Quizás no fuese una alucinación, ni un espejismo. Recuerdo cómo en mi aldea oíamos historias de viajeros que morían en el desierto creyendo haber hallado un oasis. Pero también había historias en la que uno de estos refugios les salvaba la vida, y no tenía otra opción. Dirigí mi esfuerzo hacia aquél lugar, intentando no malgastar los pocos pasos que me quedaban.
Mi lema volvía a ser “Un pie tras otro. Primero uno. Después otro”. Intentaba sacar energía de los lugares más recónditos de mi cuerpo para avanzar.
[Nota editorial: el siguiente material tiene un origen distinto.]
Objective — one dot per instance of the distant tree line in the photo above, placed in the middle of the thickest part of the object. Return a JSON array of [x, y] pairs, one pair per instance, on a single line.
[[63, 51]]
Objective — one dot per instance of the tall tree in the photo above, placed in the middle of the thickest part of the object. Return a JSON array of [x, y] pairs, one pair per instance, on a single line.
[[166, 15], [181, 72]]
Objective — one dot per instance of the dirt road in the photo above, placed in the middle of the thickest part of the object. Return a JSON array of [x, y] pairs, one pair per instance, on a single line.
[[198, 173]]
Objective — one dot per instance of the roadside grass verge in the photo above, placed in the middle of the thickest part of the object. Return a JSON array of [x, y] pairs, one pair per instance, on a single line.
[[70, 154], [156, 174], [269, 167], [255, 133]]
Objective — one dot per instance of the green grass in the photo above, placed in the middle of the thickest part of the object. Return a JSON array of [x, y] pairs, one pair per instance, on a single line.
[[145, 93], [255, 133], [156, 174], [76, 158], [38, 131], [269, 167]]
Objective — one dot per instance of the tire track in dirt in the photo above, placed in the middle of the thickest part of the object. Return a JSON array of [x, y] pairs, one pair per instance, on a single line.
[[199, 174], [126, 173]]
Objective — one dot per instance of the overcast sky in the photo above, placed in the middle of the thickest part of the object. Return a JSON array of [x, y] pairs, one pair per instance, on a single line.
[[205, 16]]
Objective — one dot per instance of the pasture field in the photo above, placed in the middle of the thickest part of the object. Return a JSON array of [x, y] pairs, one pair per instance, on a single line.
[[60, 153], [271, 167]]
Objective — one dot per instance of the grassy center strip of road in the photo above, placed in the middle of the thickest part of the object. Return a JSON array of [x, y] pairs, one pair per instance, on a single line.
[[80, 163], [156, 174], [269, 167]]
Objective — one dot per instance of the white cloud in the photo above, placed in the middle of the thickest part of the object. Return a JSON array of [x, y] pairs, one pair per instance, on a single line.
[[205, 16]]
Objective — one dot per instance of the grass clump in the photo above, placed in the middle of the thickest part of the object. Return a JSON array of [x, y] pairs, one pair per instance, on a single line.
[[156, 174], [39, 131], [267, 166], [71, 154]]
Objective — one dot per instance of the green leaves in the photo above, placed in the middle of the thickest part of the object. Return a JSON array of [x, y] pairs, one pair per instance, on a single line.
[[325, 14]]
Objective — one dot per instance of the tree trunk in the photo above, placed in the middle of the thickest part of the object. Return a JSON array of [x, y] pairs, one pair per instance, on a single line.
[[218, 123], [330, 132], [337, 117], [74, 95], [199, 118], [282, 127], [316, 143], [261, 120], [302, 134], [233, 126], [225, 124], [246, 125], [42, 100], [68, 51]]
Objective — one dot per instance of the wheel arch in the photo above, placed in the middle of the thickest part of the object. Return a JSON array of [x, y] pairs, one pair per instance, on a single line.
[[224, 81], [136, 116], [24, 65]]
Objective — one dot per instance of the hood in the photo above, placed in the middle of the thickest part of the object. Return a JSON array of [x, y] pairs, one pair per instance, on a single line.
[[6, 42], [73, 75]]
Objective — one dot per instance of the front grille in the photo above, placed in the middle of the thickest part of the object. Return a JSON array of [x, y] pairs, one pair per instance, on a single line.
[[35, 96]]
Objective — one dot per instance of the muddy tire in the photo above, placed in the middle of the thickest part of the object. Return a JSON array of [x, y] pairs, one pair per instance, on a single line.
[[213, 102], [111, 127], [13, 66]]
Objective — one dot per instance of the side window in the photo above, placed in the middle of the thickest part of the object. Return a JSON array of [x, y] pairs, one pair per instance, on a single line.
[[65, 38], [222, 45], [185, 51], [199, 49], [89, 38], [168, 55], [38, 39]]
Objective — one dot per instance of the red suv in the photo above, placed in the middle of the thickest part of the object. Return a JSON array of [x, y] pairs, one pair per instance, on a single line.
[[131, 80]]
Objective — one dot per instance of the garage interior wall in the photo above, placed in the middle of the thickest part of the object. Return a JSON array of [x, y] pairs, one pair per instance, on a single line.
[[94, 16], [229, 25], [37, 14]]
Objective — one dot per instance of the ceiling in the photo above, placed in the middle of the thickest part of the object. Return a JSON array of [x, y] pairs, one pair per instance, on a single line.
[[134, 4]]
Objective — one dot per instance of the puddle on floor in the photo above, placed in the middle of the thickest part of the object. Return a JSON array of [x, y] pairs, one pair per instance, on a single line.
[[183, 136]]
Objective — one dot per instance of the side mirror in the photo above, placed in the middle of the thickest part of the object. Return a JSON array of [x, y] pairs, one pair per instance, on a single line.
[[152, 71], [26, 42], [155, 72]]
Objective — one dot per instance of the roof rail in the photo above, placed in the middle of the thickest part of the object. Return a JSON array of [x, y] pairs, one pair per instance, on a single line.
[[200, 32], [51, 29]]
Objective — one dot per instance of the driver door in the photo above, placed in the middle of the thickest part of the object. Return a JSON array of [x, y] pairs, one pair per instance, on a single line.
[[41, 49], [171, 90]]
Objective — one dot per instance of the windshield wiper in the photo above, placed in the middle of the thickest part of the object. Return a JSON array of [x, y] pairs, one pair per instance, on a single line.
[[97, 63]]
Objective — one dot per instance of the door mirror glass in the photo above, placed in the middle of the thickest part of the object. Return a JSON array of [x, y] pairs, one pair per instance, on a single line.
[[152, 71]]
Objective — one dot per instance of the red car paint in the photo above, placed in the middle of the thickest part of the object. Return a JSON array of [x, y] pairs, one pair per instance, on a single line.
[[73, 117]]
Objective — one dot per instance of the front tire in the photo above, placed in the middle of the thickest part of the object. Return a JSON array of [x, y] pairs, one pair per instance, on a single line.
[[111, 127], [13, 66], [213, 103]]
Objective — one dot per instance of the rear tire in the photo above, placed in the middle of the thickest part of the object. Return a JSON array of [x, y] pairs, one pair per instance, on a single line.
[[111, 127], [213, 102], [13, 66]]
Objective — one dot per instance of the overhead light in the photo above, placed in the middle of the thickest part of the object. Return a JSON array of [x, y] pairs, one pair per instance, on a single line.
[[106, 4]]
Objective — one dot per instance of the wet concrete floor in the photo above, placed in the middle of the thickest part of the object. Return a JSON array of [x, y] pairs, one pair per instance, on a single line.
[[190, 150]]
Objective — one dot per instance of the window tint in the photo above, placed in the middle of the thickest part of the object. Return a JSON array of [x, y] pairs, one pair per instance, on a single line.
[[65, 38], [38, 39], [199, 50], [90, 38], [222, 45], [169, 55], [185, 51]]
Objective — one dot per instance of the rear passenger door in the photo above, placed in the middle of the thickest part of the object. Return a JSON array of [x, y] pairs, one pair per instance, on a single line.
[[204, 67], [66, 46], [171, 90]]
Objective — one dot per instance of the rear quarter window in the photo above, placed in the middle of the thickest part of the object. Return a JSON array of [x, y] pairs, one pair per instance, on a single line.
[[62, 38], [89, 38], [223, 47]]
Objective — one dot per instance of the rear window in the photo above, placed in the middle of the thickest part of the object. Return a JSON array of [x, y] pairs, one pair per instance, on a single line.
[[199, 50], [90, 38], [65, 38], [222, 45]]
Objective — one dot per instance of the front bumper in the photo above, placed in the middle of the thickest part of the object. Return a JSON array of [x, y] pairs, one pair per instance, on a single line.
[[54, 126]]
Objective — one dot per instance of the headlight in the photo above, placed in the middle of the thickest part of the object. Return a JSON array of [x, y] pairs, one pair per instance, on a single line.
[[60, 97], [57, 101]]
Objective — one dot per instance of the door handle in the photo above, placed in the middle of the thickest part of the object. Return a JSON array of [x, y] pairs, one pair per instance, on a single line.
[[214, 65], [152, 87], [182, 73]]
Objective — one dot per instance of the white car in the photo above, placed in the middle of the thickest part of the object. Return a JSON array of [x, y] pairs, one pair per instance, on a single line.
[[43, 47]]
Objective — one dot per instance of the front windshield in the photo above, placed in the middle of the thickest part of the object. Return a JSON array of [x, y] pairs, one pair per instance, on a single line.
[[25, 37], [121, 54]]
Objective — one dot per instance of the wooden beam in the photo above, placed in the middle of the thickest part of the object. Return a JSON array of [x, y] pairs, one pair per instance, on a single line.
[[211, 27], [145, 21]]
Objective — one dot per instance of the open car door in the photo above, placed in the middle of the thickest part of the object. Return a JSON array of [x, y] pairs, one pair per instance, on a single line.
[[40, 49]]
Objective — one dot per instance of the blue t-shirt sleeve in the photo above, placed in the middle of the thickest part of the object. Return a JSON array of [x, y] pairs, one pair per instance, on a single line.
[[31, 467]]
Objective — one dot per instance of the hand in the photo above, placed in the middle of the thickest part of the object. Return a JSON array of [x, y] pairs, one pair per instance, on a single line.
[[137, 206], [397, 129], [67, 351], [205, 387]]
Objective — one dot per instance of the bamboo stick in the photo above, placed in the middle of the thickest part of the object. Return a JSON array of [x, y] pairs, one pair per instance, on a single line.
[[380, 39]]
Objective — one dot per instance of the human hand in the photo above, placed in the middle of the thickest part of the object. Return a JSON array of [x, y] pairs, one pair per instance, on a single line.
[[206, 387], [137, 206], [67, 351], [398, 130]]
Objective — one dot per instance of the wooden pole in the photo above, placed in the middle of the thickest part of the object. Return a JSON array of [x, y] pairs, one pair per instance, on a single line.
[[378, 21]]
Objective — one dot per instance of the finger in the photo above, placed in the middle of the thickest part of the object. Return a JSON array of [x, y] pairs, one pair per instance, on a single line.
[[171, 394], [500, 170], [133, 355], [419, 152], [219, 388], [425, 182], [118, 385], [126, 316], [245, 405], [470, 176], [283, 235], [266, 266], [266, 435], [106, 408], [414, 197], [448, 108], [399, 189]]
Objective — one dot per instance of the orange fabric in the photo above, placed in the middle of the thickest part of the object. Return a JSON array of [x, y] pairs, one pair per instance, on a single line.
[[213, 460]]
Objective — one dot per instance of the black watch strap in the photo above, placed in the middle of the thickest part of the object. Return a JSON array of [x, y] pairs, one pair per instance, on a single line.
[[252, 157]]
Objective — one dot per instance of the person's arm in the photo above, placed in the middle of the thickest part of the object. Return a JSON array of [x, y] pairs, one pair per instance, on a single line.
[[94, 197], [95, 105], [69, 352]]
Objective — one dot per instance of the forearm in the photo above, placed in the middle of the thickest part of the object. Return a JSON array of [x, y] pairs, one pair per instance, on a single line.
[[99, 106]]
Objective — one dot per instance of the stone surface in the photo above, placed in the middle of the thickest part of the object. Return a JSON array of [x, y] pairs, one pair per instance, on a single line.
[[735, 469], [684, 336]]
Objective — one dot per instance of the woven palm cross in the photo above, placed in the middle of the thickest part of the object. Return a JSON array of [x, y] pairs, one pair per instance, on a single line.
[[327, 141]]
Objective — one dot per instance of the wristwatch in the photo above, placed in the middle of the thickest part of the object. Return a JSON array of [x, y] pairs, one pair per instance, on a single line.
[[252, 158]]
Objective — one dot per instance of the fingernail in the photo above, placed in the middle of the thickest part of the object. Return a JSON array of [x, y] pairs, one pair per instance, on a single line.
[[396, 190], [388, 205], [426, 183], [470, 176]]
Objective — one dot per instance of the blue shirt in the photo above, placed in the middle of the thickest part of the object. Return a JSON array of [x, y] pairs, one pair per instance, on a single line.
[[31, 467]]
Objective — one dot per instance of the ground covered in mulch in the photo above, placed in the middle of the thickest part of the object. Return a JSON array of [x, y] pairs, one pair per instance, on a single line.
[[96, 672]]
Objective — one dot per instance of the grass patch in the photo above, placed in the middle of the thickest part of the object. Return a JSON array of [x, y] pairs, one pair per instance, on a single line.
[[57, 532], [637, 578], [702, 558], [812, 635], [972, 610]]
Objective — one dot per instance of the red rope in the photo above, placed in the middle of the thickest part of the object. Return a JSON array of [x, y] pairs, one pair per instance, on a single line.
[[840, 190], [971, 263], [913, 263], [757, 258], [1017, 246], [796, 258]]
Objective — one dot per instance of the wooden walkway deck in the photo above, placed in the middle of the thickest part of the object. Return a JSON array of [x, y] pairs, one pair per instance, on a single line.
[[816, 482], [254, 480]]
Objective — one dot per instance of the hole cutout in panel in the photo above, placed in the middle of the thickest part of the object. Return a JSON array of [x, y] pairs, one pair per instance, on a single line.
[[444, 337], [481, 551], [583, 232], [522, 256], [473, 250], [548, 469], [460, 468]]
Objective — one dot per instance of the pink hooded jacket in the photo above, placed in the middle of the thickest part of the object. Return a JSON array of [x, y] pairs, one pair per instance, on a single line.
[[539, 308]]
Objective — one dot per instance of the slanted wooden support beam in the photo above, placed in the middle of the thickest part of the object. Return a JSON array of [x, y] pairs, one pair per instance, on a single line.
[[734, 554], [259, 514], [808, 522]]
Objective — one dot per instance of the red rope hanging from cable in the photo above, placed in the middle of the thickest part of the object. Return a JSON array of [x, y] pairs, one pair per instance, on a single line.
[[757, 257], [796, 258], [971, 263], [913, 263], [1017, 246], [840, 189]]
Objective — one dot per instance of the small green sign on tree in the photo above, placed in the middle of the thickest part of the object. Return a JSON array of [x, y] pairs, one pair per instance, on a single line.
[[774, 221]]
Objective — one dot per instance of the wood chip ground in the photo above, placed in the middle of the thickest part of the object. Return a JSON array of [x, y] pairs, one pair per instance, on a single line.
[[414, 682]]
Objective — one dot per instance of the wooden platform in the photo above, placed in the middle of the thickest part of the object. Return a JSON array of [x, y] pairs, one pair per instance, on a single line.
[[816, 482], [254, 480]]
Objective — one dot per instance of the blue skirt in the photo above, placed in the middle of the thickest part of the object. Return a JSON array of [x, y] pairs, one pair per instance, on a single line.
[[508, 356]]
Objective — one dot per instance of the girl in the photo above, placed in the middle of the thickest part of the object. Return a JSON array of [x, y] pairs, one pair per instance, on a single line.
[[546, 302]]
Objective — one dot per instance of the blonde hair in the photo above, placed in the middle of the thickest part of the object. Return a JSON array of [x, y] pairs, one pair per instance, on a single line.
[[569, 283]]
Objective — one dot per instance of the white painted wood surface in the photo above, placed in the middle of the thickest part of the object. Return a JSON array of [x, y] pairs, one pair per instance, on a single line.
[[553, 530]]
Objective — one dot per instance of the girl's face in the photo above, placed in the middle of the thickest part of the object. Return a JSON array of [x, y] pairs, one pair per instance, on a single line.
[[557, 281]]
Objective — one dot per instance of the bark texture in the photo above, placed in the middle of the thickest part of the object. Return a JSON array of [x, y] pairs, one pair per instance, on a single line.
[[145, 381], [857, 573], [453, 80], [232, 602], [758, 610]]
No recuerdo haber sentido dolor en la pierna en ese momento, ni tampoco a qué ritmo avanzaba. Pero estaba cada vez más cerca de mi salvación. Podría sobrevivir, podría volver a mi aldea y ver lo que quedó de ella. Podría buscar a mi familia. Quizás diese con mis hermanos en algún sitio, tan solo tendría que seguir las pistas del saqueo. Podría vengarme...
 Cada vez corría más rápido. Me faltaba la respiración, pero seguía corriendo. Me faltaban fuerzas, pero seguía exprimiendo hasta la última gota de energía. Ya solo quedaban algunos para llegar a mi meta. Unos pasos más...
 Todo se desvaneció de repente. Las palmeras se fundieron entre las dunas y el agua se evaporó dejando en su lugar valles de arena y polvo. Caí, rendido, agotado, pensativo, paciente. Y en ese mismo lugar me hallo ahora. Una lágrima brota de mis ojos, resbala por mi mejilla, y llega hasta mis labios. Por fin noto que mis labios vuelven a cobrar vida, al contrario que yo. Ni siquiera me duele la pierna. Relajado, me dejo caer hacia atrás. Estoy tendido en la arena, posición supina, mientras pensaba en todo lo que había pasado y lo que iba a pasar. Por fin soy libre.